Reducing nvv4l2decoder load for H.264 stream

• Hardware Platform : dGPU (Nvidia A30)
• DeepStream Version 6.0
• TensorRT Version 8.0
• NVIDIA GPU Driver Version : 470
• Issue Type: question

I am using nvv4l2decoder to parse the input H.264 buffers coming from 32 channels in Deepstream 6.0. The input stream frame rate is ~30FPS per channel, but nvv4l2decoder can only decode up to ~26FPS per channel. Setting drop-frame-rate to a value other than 0 does not help because dropping happens only after fully decoding all of the frames in the input.

Futhermore, skipping frames before they enter nvv4l2decoder does not help either, because removing P frames from H.264 affects other decoded frames in the stream.

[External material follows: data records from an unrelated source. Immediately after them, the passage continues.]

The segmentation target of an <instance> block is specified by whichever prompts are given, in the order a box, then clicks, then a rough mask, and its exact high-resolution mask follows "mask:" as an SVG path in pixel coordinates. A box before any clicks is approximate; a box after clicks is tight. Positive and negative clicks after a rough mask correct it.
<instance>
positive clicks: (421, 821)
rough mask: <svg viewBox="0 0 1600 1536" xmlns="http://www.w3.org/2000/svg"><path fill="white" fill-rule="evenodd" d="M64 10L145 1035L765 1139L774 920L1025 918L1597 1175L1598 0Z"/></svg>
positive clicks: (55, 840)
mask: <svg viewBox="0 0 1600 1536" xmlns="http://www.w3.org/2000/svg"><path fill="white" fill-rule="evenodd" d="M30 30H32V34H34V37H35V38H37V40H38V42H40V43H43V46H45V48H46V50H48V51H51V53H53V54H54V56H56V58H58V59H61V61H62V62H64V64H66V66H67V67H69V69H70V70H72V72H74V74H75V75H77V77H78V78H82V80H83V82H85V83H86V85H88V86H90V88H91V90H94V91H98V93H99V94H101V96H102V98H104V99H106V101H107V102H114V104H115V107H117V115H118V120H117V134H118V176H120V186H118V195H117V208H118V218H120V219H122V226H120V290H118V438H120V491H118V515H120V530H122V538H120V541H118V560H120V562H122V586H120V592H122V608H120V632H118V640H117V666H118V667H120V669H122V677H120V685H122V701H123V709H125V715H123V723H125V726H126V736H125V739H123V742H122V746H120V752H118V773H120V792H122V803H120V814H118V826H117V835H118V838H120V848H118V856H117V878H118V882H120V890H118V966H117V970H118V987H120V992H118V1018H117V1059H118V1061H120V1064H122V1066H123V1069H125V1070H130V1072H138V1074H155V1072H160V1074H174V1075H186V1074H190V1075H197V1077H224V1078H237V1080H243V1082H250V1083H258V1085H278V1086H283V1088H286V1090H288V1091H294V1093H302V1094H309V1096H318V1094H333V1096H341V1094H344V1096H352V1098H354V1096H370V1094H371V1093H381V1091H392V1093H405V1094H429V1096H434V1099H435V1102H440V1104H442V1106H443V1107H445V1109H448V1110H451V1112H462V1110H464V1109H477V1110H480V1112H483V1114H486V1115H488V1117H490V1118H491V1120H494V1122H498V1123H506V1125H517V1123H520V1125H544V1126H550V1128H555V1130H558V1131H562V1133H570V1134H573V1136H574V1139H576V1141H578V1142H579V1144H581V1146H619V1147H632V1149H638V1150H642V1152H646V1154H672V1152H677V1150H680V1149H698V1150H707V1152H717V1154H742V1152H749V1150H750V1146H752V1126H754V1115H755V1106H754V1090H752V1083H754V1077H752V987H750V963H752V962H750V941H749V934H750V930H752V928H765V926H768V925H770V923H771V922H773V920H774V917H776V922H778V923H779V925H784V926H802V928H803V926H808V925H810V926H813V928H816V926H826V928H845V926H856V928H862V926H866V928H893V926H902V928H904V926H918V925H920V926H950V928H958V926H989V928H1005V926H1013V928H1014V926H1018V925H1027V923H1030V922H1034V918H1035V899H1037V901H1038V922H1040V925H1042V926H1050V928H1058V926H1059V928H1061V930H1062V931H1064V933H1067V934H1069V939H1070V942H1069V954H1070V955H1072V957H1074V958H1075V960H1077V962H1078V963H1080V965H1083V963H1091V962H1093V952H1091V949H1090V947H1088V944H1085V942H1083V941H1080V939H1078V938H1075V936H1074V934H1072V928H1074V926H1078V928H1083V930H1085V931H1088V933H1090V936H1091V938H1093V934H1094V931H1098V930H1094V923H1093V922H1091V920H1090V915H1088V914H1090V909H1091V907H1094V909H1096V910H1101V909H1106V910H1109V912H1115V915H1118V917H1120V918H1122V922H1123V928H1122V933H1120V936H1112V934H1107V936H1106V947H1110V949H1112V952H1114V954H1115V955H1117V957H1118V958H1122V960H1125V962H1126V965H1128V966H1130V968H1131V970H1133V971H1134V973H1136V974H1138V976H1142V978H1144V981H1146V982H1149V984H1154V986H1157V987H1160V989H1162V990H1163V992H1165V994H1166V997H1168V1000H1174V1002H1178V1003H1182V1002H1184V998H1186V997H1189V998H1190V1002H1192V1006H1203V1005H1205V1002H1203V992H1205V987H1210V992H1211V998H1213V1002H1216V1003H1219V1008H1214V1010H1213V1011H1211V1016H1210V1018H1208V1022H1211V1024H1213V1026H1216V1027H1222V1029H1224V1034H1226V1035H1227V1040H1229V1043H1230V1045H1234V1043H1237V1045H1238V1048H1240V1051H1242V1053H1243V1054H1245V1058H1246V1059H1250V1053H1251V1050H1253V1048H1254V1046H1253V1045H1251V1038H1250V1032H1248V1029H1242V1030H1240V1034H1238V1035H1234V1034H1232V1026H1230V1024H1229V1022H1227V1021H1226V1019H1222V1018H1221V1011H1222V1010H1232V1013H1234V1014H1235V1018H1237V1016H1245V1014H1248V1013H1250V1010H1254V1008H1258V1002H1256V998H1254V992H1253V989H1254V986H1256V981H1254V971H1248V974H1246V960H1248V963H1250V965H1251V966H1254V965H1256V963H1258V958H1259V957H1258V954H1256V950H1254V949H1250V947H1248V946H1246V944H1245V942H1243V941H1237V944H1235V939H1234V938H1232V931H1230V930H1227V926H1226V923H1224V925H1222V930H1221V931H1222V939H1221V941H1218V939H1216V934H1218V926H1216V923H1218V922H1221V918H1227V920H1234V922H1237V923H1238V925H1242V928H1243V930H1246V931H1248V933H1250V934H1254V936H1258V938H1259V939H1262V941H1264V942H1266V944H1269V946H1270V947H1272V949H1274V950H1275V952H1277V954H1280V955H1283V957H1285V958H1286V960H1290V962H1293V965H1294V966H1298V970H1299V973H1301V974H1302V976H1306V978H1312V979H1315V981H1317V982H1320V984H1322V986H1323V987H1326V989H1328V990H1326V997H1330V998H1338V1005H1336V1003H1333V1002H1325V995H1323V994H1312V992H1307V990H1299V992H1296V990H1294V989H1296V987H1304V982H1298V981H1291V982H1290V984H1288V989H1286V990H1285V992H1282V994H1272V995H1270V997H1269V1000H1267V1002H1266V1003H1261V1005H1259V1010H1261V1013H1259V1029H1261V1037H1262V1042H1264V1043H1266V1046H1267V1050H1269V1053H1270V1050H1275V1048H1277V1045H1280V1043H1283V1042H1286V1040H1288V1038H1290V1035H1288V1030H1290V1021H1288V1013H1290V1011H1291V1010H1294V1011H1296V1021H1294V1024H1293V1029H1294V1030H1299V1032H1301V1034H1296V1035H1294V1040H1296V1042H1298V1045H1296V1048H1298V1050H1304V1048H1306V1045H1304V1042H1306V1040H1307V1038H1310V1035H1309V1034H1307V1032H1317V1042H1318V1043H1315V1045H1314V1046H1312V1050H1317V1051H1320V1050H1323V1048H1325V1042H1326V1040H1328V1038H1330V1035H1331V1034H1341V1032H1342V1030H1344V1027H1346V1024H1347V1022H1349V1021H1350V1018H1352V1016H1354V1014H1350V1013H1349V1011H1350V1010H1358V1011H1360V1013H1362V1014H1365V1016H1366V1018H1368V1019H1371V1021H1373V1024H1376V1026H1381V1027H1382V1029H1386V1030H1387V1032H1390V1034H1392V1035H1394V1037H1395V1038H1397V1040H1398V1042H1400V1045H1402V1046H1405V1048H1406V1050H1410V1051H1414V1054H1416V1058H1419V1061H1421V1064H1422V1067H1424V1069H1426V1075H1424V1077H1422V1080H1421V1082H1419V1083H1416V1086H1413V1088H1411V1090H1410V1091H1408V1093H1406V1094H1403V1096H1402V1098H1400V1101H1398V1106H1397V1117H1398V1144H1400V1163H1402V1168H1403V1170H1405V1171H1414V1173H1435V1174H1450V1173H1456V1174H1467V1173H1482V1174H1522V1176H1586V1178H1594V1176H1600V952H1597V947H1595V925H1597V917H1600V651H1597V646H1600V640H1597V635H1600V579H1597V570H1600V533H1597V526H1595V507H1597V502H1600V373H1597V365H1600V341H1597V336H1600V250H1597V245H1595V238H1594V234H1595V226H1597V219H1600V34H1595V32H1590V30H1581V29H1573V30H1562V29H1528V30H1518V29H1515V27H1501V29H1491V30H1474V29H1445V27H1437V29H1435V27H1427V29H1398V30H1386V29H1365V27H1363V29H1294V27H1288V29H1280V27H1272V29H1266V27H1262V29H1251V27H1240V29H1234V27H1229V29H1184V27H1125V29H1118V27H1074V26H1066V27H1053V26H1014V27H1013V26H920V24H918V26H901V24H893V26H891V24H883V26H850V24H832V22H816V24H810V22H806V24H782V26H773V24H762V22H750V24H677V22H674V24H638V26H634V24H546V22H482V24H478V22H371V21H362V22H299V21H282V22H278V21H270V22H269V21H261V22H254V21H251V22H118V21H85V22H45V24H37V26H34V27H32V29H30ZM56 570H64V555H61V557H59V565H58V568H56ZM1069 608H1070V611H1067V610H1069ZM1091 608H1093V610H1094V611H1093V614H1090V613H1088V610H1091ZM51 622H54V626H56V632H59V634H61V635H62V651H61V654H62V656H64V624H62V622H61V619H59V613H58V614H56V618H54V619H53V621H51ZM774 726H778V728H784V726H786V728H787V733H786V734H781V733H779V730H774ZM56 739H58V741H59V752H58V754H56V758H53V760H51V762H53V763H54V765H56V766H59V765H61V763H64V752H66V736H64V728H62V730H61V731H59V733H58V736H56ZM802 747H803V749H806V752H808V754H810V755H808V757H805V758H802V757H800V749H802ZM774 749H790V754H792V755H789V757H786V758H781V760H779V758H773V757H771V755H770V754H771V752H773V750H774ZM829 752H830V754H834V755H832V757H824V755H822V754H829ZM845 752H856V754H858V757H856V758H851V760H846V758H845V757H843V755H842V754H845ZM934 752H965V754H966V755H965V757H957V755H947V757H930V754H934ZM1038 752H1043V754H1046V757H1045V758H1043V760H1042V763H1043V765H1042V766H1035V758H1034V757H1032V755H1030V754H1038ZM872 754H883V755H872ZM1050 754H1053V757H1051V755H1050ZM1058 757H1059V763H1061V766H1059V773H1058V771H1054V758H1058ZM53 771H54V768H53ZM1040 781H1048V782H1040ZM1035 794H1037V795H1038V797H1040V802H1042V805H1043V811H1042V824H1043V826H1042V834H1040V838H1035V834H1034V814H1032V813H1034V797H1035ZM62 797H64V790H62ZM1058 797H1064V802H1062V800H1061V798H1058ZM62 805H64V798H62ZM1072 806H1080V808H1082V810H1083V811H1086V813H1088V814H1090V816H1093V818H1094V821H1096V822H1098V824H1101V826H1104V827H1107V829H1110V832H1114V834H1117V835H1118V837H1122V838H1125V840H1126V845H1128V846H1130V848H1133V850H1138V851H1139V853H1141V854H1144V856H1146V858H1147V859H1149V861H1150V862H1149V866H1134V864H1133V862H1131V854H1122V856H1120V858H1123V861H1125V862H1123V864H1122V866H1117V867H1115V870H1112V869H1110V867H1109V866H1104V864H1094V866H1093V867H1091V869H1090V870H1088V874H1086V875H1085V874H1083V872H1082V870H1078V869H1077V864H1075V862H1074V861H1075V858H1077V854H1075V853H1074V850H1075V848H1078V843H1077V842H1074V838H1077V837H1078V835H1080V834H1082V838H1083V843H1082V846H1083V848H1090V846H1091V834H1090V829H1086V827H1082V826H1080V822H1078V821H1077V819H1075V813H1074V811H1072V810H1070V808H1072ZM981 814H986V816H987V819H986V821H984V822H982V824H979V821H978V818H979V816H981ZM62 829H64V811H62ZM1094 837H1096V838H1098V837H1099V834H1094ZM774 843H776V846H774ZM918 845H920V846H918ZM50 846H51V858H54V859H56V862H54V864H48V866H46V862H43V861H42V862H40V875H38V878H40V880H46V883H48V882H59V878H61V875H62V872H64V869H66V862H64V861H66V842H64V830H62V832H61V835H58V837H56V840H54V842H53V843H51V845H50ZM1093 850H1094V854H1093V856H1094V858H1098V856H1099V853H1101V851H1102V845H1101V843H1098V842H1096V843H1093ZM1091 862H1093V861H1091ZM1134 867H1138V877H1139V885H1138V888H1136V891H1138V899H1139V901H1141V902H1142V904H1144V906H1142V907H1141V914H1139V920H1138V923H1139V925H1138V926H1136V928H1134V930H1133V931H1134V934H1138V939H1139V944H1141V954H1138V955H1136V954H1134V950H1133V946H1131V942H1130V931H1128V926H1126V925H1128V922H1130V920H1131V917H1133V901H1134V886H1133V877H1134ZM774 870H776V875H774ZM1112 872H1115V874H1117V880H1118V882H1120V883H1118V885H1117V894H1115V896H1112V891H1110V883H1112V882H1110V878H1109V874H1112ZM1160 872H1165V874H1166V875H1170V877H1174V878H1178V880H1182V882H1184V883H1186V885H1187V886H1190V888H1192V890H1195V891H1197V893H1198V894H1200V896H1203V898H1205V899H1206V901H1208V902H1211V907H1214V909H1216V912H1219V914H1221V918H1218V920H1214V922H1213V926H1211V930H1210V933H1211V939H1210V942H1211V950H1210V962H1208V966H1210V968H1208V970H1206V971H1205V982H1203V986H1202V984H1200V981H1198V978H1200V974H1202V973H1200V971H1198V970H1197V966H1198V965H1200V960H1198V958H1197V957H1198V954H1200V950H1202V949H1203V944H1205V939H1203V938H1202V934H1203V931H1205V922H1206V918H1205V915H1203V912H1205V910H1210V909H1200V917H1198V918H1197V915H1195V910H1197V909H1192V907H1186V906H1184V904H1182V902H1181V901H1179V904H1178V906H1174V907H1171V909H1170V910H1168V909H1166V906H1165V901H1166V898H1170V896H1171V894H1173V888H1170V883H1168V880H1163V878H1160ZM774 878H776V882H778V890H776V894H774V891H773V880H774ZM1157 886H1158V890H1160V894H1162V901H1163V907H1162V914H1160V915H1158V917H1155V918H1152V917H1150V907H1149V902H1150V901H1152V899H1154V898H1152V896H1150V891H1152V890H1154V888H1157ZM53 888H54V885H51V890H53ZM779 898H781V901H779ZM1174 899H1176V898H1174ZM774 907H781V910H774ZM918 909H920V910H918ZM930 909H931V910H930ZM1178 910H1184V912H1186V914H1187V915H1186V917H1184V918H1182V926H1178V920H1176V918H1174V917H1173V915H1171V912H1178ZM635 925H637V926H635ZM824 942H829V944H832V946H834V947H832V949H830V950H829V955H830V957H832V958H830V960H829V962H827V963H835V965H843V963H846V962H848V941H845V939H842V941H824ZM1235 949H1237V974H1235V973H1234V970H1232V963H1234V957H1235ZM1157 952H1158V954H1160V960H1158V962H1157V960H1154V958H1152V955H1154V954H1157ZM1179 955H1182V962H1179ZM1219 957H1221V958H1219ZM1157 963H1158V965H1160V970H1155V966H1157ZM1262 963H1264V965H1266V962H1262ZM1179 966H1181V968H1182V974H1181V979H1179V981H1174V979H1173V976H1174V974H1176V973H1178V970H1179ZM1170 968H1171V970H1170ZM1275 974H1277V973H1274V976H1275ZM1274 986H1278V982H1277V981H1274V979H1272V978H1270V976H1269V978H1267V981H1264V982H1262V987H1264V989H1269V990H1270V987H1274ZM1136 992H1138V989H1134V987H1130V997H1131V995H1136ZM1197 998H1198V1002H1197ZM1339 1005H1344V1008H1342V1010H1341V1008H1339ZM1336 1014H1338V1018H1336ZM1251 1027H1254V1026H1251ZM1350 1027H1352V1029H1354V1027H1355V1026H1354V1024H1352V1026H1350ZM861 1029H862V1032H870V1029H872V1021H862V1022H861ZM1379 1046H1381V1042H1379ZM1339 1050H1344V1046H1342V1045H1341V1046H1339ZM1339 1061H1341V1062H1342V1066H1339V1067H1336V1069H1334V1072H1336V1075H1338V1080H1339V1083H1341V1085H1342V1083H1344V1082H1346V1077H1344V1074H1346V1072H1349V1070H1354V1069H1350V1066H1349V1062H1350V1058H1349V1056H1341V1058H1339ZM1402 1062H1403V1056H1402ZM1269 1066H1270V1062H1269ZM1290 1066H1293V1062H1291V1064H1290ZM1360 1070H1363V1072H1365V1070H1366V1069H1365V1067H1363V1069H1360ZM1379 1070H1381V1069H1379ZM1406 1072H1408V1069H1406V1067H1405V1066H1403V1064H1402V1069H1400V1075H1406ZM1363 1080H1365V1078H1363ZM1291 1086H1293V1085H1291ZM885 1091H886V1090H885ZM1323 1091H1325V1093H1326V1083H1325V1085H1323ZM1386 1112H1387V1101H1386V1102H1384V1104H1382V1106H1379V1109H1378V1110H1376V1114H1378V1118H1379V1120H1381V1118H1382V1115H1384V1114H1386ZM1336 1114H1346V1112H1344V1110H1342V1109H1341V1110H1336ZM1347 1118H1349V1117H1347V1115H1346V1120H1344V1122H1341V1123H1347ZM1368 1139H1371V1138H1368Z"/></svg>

I have tried setting the parameters of the decoder such as num_extra_surfaces without any improvement in the decoder speed.

I do not have access to the provider of input stream and cannot change the frame rate. Is there any way to tackle the decoder bottleneck ?

Thank you.

What is your stream’s resolution, profile and level?

I don’t have complete information on the camera specifications, but most of the input sources have 1920x1080 resolution and an average of ~4000kbps.

Please refer to our performance data Performance — DeepStream 6.0.1 Release documentation

You can use “nvidia-smi dmon” to monitor the GPU and codec usage during you run your case.

Hi @bolat.ashim I am experiencing exactly your same issue. As of now, I haven’t found any solution besides using the CPU to decode a number of video streams, but the FPS on CPU is extremely low. I think we would need to find a way to drop packages before sending them to the decoder. That being said, decoding a frames usually requires data from previous and/or next frames, so I am not sure data can be dropped. For sure, dropping random data would result in corrupted images. I am desperately looking for a solution, but I am not sure there could be one. Please, let me know if you find anything.